Introduction to the Spark BigQuery connector
We recently described some technical details about Spark and BigQuery. BigQuery is a powerful data warehouse and can work as an analytics platform or even for training machine learning models. However, not every data pipeline can be described with SQL. Another option for defining a data transformation is a Spark job. In this post, we’ll show you how you can connect these two powerful tools to access BigQuery tables and load data into Spark applications, thereby addressing even more intricate challenges in the realm of data science. Later, we will discuss in detail how reading from BigQuery into Spark works and what are the main tips and tricks to lower the cost* of a pipeline.
*When we talk about the cost of BigQuery Analysis we use on-demand pricing, not capacity pricing.
Basics
BigQuery is a Google Cloud Platform service, and it's not surprising that the library enabling data exchange between Spark and BigQuery is maintained by Google developers. If you want to look at the source code of the connector it is publicly available on GitHub - spark-bigquery-connector. Before using the connector, please note that there are two main versions:
- Older: com.google.cloud.spark:spark-bigquery-with-dependencies_{scala_version}
- Newer: com.google.cloud.spark:spark-{spark_version}-bigquery
For exact versions please refer to the connector’s README.
The Spark BigQuery connector is now a built-in feature of Dataproc image versions 2.1 and above, simplifying the process and making it unnecessary to manually provide the connector yourself. This means you no longer have to worry about specifying it with --jars or --packages flags.
If you need to use a specific version of the connector other than the built-in one, you can override it during cluster or batch creation by adding a metadata or properties flag. For example, to specify a different version for a Dataproc cluster, you can use the --metadata SPARK_BQ_CONNECTOR_VERSION=0.42.2 flag (see Figure 1.).

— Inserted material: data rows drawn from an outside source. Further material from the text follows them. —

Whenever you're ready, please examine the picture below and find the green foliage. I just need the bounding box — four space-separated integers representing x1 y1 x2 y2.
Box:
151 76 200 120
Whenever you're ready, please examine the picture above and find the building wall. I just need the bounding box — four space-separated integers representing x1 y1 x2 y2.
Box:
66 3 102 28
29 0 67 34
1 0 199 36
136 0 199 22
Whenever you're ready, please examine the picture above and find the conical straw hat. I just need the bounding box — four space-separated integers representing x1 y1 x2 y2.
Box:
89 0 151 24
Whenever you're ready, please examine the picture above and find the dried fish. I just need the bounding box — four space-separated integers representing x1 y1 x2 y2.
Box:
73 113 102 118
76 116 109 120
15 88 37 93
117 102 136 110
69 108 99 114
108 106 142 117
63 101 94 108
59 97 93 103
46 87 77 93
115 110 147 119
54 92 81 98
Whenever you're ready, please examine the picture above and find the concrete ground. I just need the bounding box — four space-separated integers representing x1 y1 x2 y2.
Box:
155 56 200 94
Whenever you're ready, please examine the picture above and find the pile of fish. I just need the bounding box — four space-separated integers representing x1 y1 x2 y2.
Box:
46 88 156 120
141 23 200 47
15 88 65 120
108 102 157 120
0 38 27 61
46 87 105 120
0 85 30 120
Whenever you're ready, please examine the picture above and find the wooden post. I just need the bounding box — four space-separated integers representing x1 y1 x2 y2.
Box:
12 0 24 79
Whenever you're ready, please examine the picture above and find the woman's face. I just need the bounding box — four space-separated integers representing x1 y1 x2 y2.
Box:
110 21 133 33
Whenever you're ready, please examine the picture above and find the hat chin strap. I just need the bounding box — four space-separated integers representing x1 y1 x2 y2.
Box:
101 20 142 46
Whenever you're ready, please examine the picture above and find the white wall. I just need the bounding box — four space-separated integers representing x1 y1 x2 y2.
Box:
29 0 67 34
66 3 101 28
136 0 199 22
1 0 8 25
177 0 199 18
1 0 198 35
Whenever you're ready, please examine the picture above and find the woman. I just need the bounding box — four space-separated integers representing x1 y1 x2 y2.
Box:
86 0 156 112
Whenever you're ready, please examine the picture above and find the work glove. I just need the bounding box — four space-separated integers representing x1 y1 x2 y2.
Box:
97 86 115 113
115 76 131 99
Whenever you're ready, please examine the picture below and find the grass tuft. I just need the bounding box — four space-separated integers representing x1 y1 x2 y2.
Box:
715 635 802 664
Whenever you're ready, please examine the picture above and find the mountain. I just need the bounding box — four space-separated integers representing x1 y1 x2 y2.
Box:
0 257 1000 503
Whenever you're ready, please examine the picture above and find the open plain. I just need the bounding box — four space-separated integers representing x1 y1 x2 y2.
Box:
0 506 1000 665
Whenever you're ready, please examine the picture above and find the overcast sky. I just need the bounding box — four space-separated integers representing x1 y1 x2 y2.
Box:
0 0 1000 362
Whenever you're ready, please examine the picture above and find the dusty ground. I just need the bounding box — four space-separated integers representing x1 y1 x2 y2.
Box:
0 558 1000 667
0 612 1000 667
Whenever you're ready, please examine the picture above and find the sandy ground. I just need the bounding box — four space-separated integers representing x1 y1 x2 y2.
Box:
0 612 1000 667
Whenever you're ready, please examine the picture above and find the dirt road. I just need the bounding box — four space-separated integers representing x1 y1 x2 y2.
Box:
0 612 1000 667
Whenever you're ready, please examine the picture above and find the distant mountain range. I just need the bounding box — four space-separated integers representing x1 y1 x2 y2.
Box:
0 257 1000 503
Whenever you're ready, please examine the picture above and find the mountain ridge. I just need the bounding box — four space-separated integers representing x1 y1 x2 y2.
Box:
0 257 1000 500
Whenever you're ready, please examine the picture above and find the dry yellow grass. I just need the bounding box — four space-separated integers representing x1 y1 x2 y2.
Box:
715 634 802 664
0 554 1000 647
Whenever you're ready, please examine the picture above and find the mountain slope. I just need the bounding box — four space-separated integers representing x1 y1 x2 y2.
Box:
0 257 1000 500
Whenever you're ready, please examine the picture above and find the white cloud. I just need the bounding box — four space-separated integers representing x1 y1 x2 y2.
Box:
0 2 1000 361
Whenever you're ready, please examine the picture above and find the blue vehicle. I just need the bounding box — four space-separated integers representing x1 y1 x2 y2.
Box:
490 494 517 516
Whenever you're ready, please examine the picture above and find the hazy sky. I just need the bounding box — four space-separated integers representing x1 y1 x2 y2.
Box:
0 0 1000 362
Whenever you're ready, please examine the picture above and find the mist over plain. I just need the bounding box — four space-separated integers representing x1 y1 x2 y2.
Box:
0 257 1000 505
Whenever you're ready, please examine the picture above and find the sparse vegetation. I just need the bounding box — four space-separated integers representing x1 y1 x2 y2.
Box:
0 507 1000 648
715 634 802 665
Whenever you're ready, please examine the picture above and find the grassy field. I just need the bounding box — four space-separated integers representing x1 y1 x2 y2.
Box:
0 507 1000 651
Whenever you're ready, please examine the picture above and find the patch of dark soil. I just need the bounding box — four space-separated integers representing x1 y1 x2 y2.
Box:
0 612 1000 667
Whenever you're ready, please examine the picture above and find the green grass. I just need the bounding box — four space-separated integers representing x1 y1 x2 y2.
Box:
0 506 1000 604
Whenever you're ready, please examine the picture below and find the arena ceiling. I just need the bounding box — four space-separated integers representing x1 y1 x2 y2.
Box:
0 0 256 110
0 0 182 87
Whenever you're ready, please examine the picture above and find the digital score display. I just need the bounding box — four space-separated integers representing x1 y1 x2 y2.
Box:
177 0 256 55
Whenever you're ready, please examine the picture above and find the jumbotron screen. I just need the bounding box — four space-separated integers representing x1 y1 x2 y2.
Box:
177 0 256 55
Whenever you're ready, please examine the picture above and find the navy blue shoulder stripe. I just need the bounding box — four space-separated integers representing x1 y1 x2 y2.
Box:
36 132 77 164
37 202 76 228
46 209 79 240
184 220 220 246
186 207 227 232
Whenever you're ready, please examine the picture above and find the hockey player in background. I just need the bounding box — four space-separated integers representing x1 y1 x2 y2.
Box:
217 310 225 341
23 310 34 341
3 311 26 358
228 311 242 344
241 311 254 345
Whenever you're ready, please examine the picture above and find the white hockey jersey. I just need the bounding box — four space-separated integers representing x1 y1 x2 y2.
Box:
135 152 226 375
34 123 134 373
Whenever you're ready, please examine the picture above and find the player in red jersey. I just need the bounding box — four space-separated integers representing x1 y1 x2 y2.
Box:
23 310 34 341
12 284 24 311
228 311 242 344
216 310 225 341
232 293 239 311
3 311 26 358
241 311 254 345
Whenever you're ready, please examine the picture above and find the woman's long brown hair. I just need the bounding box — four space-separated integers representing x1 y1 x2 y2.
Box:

First, we create the cluster and override the built-in connector by using the --metadata flag. Since the connector is already configured on the cluster, we can submit our PySpark job directly without needing to provide the JAR file with the --jars flag.
How to read data from Google BigQuery?
Before reading the data from BigQuery tables, we need to distinguish between reading partitioned and standard tables. When it comes to partitioned tables in most cases we only want to read a limited number of partitions. Reading all partitions is very rare. That's why we need to select an additional filter that specifies only these partitions that we need (see Figure 2.). By utilising the filter option, data will be filtered directly on BigQuery and never read to the Spark cluster. In contrast, standard tables are often read at once and we could omit additional filters (see Figure 3.). The connector operates by utilising the BigQuery Read Storage API, allowing seamless direct data retrieval from BigQuery storage. This eliminates the necessity of exporting data to temporary CSV, parquet, AVRO files, or executing supplementary queries.

Condition on a _PARTITIONDATE pseudo column BigQuery sends only selected partitions to the Spark cluster.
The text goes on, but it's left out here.